Don Moisés Hasne: "El gaucho árabe que hablaba piamontés".


Hace un tiempo falleció su esposa, doña Josefa Massera y el desmejoró; hoy no se encuentra bien de salud. Era muy particular en su manera de ser y tratar a la gente,carismático por naturaleza, alegre y jovial , un maestro de las relaciones públicas a las que supo manejar como el mejor.

El campo fue el terreno donde desarrolló su actividad como productor agropecuario,allí transcurrieron muchos años de su vida en progreso y tranquilidad y así como se fueron multiplicando las semillas lo hizo su familia.

Son sus hijos Ana María y Raúl, profesora y comerciante ella, mádico él, y una prolífera descendencia con nietos profesionales que son el orgullo del abuelo hoy impedido de expresarse y moverse por sus propios medios.

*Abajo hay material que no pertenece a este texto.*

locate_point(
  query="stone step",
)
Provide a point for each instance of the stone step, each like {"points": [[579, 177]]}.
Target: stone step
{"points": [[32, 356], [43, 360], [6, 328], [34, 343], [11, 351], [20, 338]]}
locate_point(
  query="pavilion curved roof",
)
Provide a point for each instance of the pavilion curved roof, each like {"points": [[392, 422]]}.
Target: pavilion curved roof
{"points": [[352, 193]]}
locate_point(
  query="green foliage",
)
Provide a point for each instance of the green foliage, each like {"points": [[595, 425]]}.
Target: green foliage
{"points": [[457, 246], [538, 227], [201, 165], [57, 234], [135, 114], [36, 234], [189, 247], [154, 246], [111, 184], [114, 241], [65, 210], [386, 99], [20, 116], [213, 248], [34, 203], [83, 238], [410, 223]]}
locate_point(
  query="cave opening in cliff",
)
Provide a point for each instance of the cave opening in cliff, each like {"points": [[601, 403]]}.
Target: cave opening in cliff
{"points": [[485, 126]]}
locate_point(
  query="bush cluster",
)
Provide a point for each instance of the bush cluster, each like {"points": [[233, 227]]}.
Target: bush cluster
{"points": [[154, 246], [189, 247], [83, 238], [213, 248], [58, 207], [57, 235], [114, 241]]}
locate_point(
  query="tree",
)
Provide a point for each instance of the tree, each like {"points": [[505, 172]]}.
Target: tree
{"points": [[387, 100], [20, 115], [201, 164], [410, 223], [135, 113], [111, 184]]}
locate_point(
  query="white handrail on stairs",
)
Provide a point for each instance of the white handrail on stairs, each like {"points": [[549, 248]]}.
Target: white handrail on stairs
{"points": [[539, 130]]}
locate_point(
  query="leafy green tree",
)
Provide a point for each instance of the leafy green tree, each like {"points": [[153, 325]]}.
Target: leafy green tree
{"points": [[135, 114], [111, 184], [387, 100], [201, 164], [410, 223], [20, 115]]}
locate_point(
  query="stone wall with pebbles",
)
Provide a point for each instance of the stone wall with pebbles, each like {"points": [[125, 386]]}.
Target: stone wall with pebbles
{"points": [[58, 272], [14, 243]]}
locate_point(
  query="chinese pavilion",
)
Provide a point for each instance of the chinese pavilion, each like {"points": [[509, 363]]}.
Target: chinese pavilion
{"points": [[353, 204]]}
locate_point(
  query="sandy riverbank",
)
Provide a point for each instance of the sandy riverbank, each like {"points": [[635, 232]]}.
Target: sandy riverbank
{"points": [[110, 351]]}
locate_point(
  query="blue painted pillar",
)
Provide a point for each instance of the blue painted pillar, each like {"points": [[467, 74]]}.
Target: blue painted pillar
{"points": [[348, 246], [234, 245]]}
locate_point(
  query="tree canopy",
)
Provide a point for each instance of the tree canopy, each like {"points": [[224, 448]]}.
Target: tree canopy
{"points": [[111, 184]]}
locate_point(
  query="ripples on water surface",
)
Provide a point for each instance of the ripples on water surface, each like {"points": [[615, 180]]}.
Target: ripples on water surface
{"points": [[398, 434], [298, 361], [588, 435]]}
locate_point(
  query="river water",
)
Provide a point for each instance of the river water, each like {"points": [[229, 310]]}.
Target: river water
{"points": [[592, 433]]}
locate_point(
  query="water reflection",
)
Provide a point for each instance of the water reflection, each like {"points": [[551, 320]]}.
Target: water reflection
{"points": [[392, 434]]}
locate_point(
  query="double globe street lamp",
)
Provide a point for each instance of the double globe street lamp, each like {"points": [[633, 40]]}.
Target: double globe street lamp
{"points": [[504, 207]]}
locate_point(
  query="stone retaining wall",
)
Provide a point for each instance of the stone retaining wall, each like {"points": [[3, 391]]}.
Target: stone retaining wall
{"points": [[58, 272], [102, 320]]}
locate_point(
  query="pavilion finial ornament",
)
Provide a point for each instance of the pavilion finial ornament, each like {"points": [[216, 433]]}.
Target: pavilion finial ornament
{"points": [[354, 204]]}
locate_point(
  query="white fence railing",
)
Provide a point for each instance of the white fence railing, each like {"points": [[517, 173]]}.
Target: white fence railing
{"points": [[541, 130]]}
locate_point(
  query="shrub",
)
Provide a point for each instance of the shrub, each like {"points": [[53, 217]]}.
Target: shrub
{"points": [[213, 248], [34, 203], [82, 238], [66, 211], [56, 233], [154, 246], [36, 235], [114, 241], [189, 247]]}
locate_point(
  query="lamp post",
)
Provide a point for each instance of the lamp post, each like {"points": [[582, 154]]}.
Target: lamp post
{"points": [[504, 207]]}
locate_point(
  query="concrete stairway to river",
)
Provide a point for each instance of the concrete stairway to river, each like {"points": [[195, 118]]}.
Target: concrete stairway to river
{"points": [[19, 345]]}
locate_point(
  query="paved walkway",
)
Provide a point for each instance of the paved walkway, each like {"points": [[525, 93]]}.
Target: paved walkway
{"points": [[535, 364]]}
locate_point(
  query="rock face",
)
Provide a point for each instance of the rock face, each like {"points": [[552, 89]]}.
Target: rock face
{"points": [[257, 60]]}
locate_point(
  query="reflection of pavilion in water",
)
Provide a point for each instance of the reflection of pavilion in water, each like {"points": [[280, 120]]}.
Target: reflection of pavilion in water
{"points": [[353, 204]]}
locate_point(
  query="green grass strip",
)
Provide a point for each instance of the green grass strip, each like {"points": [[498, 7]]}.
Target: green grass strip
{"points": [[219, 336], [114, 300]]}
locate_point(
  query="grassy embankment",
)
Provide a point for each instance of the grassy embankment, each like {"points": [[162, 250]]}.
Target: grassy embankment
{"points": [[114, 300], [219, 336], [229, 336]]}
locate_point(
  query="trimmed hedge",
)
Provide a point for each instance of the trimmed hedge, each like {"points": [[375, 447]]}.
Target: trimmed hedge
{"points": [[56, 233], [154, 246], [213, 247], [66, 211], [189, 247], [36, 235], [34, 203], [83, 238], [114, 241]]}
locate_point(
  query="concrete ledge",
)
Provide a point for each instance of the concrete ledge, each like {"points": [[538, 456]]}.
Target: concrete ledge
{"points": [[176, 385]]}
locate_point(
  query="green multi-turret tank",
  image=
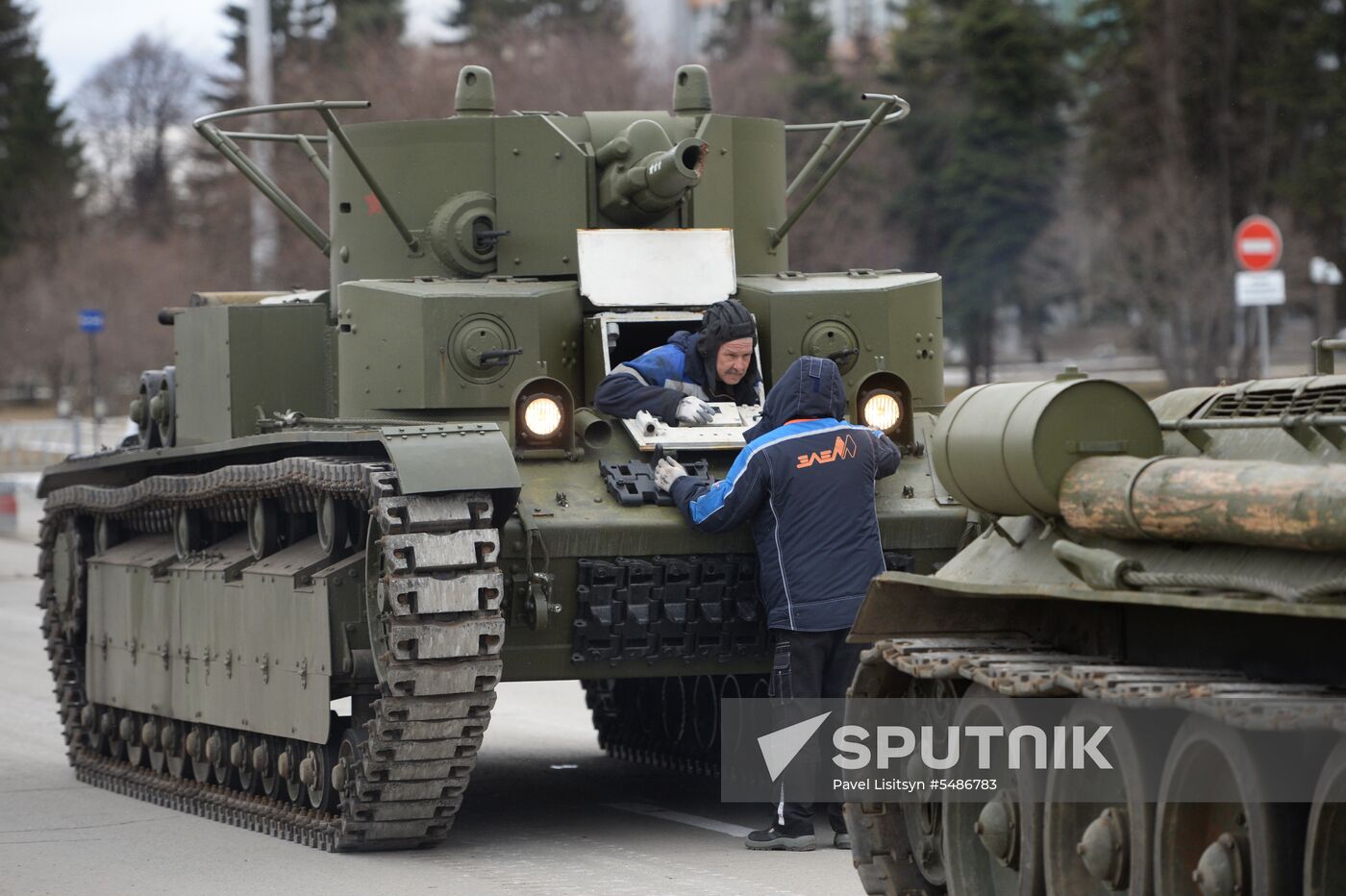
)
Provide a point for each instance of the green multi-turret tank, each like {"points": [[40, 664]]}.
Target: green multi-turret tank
{"points": [[352, 511]]}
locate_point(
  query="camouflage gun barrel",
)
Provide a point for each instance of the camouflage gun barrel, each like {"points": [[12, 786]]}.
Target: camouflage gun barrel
{"points": [[1240, 502], [1092, 452]]}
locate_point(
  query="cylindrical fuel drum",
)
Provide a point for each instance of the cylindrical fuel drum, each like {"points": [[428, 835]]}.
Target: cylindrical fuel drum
{"points": [[1237, 502], [1003, 448]]}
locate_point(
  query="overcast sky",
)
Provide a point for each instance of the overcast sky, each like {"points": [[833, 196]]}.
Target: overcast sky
{"points": [[76, 36]]}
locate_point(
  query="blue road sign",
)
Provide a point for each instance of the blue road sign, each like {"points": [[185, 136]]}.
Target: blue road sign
{"points": [[90, 319]]}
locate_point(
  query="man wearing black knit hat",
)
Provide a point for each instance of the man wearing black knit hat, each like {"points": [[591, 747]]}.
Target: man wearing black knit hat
{"points": [[677, 381]]}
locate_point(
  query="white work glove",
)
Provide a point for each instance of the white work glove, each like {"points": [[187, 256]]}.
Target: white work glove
{"points": [[695, 411], [666, 472]]}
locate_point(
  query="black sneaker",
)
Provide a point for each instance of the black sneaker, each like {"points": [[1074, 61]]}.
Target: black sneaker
{"points": [[777, 837]]}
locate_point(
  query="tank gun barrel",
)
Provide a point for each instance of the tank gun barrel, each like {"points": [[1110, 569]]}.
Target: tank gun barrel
{"points": [[1261, 504], [1090, 451], [645, 174]]}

Me quedó en el recuerdo la última visita que le hice a su casa a pocos metros de la de sus hijos, estaba con su señora y los dos bien de salud,ella con una sonrisa angelical y la bohonomía de siempre, don Moisés con su expresión total de buen tipo, generoso y buen anfitrión. Hombre alto, delgado y decidido, para el trabajo y las responsabilidades como para la diversión,no se quedaba sentado en ninguna fiesta cuando la música se trasformaba en bailable y en especial los bailes árabes que todas las nietas habían aprendido a bailar.

Moisés Hasne dedicó 80 años de su vida a la Argentina, a San Francisco y su zona, al comercio y a las actividades agropecuarias,seguramente trabajó todo lo que estuvo a su alcance y ahora en su retiro forzado por su estado de salud estará repasando su itinerario de vida, desde su Líbano natal al San Francisco de adopción.

Aquí en este bendito país dejó todo, desarrolló su máximo potencial y vió florecer las esperanzas hasta madurar en realidades,el sol que siempre fué su amigo de amaneceres, lo sigue alentando por un nuevo y luminoso amanecer.

Sirios con los turcos, Libanés bajo el dominio Francés.Trabajó cerca de los beduinos del desierto.Asistió a la hambruna del Líbano,vió comer los granos de trigo crudos en la desesperación y hasta vender las aberturas,para no morirse de hambre.

Contrastaba la situación de la población en general con la de los maronitas cristianos que vivian tranquilos en épocas de los turcos,eran autónomos ,no eran reclutados para la milicia y no hacían la guerra;hacían su culto con total normalidad y llevaban una vida independiente.

Don Moisés Hasne habitaba en una zona de llanura agrícola-ganadera,utilizaban los camellos como medio de transporte para llevar a vender el trigo al Líbano.Recuerda que en la época de las cosechas llegaban los beduinos (el arab), venían del desierto con sus familias, a trabajar como braseros y transportistas.

Una vez recogido el trigo, los beduinos pasaban el rastrillo en el rastrojo y las mujeres juntaban una por una las espigas que quedaban sueltas en el suelo con las cuales hacían ataditos que guardaban en una bolsa.

De noche en sus carpas las golpeaban y las ventilaban y de esa manera iban extrayendo el trigo en grano que guardaban celosamente,luego lo harían harina y ese era parte del alimento que tendrían para la época invernal.

Los que cumplian la labor de pasar el rastrillo,amontonaban y luego enfardaban,de esa manera tenían el forraje para sus animales durante la época del frio.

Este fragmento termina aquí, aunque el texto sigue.